In the future days, which we seek to make secure, we look forward to a world founded upon four essential human freedoms.
The first is freedom of speech and expression -- everywhere in the world.
The second is freedom of every person to worship God in his own way -- everywhere in the world.
The third is freedom from want, which, translated into world terms, means economic understandings which will secure to every nation a healthy peacetime life for its inhabitants -- everywhere in the world.
The fourth is freedom from fear, which, translated into world terms, means a world-wide reduction of armaments to such a point and in such a thorough fashion that no nation will be in a position to commit an act of physical aggression against any neighbor -- anywhere in the world.
That is no vision of a distant millennium. It is a definite basis for a kind of world attainable in our own time and generation.
— FDR Inaugural, 1941

Let every nation know, whether it wishes us well or ill, that we shall pay any price, bear any burden, meet any hardship, support any friend, oppose any foe, in order to assure the survival and the success of liberty. …
In the long history of the world, only a few generations have been granted the role of defending freedom in its hour of maximum danger. I do not shrink from this responsibility — I welcome it. I do not believe that any of us would exchange places with any other people or any other generation. The energy, the faith, the devotion which we bring to this endeavour will light our country and all who serve it — and the glow from that fire can truly light the world.
And so, my fellow Americans: ask not what your country can do for you - ask what you can do for your country.
My fellow citizens of the world: ask not what America will do for you, but what together we can do for the freedom of man.
— JFK Inaugural, 1961

We choose to go to the moon. We choose to go to the moon in this decade and do the other things, not because they are easy, but because they are hard, because that goal will serve to organize and measure the best of our energies and skills, because that challenge is one that we are willing to accept, one we are unwilling to postpone, and one which we intend to win, and the others, too.…
I think we're going to do it, and I think that we must pay what needs to be paid. I don't think we ought to waste any money, but I think we ought to do the job. And this will be done in the decade of the Sixties. It may be done while some of you are still here at school at this college and university.
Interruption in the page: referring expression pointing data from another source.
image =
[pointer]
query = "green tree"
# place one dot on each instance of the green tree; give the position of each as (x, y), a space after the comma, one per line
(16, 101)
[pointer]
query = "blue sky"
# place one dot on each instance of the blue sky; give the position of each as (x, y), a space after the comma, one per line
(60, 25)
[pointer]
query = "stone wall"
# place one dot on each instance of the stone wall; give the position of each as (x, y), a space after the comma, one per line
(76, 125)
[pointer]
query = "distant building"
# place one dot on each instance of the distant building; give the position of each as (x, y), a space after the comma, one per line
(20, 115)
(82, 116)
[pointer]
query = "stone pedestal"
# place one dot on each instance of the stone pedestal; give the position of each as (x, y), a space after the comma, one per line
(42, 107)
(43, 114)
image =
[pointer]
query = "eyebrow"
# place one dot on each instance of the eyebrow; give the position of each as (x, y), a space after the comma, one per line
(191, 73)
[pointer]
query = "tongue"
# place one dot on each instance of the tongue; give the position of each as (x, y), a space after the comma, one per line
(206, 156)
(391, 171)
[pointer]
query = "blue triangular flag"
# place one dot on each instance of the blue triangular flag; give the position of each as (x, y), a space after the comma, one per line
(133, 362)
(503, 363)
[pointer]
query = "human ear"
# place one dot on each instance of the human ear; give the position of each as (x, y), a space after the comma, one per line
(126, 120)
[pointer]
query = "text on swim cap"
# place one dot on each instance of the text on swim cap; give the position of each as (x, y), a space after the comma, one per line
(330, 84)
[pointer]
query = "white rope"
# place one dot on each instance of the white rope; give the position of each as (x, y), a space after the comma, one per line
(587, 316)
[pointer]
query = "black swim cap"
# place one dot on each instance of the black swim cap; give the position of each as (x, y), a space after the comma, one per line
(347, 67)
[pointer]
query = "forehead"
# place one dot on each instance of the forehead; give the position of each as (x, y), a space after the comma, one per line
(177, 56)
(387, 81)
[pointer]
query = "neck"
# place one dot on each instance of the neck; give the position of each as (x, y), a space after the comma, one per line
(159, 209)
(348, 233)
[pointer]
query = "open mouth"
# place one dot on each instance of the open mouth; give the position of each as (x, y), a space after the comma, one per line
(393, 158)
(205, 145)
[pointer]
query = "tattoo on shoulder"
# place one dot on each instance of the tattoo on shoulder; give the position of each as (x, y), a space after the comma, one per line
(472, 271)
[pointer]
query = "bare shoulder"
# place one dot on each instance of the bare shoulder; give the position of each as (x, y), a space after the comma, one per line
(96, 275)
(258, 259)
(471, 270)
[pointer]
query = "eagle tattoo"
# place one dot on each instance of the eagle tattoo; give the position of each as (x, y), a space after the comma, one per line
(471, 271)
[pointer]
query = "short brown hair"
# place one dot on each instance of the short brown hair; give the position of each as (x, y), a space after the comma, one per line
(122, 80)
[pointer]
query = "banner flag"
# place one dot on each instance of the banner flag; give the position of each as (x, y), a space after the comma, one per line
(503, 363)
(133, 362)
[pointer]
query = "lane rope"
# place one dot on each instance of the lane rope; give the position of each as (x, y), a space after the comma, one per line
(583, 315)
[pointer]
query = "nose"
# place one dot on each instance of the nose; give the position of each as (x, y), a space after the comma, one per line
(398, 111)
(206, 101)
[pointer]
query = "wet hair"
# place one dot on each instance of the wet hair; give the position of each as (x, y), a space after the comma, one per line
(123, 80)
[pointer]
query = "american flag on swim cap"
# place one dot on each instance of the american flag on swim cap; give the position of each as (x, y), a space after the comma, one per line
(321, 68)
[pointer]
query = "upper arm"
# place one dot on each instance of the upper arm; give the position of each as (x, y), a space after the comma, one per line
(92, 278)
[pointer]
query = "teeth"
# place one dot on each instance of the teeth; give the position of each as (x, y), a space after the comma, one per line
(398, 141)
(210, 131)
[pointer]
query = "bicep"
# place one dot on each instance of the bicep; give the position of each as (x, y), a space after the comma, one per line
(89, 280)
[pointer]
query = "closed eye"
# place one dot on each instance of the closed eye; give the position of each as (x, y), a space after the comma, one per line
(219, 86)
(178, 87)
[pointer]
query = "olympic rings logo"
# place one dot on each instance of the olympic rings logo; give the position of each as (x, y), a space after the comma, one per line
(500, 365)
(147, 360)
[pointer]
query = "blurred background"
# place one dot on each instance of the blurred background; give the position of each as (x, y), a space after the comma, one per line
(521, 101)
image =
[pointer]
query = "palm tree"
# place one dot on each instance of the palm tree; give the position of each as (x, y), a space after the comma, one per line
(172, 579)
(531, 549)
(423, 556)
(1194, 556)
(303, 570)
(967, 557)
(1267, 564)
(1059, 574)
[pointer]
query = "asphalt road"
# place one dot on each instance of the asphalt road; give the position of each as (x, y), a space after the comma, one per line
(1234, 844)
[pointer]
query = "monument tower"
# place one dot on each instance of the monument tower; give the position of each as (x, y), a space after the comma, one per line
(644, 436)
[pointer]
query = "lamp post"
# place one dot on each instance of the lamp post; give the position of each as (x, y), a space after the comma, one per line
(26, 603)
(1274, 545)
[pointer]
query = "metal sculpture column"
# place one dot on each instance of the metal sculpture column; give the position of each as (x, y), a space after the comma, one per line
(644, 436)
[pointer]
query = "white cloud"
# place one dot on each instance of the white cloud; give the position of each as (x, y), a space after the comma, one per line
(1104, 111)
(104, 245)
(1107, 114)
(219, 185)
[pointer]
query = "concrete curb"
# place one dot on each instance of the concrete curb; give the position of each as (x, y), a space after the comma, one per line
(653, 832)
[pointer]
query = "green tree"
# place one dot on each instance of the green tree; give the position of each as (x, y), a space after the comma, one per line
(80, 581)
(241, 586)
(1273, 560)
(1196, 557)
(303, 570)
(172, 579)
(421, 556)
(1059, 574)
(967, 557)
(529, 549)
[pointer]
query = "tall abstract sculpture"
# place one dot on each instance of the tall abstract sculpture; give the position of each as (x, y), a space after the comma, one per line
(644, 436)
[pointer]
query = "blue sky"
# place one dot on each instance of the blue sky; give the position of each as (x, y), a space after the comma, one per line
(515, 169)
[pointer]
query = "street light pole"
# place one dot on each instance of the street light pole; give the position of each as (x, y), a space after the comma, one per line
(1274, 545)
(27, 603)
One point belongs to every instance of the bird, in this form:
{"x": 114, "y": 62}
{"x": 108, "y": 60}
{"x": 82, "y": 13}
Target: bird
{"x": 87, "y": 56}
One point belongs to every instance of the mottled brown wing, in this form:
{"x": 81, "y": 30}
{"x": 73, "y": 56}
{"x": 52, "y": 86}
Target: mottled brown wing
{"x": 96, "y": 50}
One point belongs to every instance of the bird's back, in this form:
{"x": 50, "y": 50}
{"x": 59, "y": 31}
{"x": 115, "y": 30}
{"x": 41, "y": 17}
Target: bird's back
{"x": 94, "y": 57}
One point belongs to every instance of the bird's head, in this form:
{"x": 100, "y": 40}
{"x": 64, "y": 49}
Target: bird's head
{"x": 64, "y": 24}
It will be done during the terms of office of some of the people who sit here on this platform. But it will be done. And it will be done before the end of this decade.
— JFK, speaking at Rice University, 1962

I have a dream that one day this nation will rise up and live out the true meaning of its creed: "We hold these truths to be self-evident: that all men are created equal."
I have a dream that one day on the red hills of Georgia the sons of former slaves and the sons of former slave owners will be able to sit down together at a table of brotherhood. …
I have a dream that my four children will one day live in a nation where they will not be judged by the color of their skin but by the content of their character. …
This is our hope. This is the faith with which I return to the South. With this faith we will be able to hew out of the mountain of despair a stone of hope. With this faith we will be able to transform the jangling discords of our nation into a beautiful symphony of brotherhood. With this faith we will be able to work together, to pray together, to struggle together, to go to jail together, to stand up for freedom together, knowing that we will be free one day.
This will be the day when all of God's children will be able to sing with a new meaning, "My country, 'tis of thee, sweet land of liberty, of thee I sing. Land where my fathers died, land of the pilgrim's pride, from every mountainside, let freedom ring."
— Martin Luther King, Jr., 1963

Just words. The stuff of true leaders.